James Brockway
Herr Issyvoo vertalen
A single man van Isherwood had ik - het spreekt vanzelf - niet moeten vertalen. Een Engelse roman in het Nederlands door een Engelsman laten vertalen?! Dat kan, dat moet, dat mag niet. Ik heb het intussen toch gedaan en misschien juist dáárom - voor een deel tenminste. Ik heb nooit veel van ‘moet niet’, ‘mag niet’, ‘kan niet’ gehouden. Maar een belangrijker reden voor mijn ongewone, maar lang niet onbezonnen daad lag hierin dat ik, toen ik het verzoek ontving om die roman uit 1964 te willen vertalen, de verleiding deze keer gewoon niet kon weerstaan. Het kwam ook door een misverstand van een soort dat zich al eerder en zelfs meerdere malen had voorgedaan.
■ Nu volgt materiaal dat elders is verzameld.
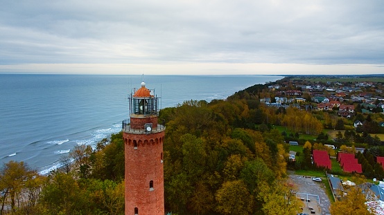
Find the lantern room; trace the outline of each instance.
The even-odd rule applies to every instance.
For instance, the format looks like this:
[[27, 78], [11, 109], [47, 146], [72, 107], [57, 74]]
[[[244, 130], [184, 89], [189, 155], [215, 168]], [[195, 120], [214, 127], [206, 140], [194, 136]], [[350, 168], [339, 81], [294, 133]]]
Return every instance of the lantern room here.
[[[130, 97], [130, 111], [131, 116], [132, 115], [157, 115], [159, 98], [155, 97], [153, 93], [154, 90], [149, 90], [146, 88], [146, 83], [141, 82], [141, 88], [136, 90], [131, 93]], [[132, 95], [133, 94], [133, 95]]]

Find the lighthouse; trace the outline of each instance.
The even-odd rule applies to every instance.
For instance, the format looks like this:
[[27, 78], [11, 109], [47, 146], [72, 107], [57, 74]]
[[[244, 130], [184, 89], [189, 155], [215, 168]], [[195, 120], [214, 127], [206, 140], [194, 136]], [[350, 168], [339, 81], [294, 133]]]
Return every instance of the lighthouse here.
[[163, 141], [159, 97], [146, 87], [132, 89], [130, 119], [123, 121], [125, 215], [164, 215]]

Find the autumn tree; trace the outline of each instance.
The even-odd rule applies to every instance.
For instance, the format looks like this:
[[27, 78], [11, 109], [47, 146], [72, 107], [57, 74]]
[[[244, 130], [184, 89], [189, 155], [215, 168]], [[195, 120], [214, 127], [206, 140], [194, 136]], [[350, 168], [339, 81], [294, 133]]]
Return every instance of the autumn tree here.
[[263, 183], [258, 198], [263, 201], [265, 214], [291, 215], [300, 212], [303, 203], [297, 198], [292, 183], [277, 180], [273, 186]]
[[216, 194], [216, 210], [222, 214], [252, 214], [253, 198], [241, 180], [225, 182]]
[[366, 201], [367, 199], [361, 188], [351, 187], [344, 199], [331, 203], [330, 212], [333, 215], [373, 214], [368, 210], [367, 205], [365, 205]]
[[23, 196], [22, 191], [26, 185], [31, 183], [37, 176], [36, 170], [31, 169], [22, 161], [11, 160], [3, 165], [0, 169], [0, 189], [3, 191], [1, 213], [7, 198], [10, 200], [12, 210], [16, 210], [16, 200]]

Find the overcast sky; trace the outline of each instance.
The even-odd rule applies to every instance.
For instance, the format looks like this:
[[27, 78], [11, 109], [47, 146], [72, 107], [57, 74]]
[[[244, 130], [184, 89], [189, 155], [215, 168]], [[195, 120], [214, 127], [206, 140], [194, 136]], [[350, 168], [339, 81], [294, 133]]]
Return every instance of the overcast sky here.
[[384, 74], [384, 1], [1, 1], [0, 73]]

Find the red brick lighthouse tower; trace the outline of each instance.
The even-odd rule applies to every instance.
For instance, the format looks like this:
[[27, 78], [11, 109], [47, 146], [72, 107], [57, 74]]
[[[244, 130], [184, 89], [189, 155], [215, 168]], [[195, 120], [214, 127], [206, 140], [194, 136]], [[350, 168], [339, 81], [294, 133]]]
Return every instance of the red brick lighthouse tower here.
[[164, 215], [163, 141], [157, 124], [159, 97], [154, 91], [134, 88], [130, 118], [123, 122], [125, 156], [125, 215]]

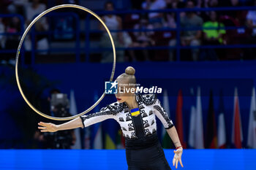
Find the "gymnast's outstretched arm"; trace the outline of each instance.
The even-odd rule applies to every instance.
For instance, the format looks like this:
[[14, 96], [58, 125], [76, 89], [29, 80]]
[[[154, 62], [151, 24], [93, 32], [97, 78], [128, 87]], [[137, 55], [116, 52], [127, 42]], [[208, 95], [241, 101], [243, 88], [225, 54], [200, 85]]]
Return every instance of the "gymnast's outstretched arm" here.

In die dagen besprak ik de jongste Engelse romans in de NRC, na hetzelfde een tijdlang voor het Algemeen Handelsblad te hebben gedaan. Dat was natuurlijk in de good old days, toen alles langzamer en beter liep en het Nederlandse volk zich nog twéé zulke bladen kon permitteren - in de dagen, dat wil zeggen, toen het ‘economisch denken’ de teugels nog niet volkomen in handen had en de ‘kuituur’ nog niet economisch gestroomlijnd hoefde te worden. In die prachtige dagen schreef ik ook artikelen en een ‘Brief uit Londen’ voor Litterair Paspoort, dat in 1973 ophield te bestaan en daarna nooit meer, zeker niet in zijn herboren, nogal aseptische vorm van na 1976, zijn vroegere, echt-internationale karakter en allure wist te hervinden. (Het lijkt al, of ik over de praehistorie schrijf, of in ieder geval over een glorietijd vóór de Zondvloed - so be it.)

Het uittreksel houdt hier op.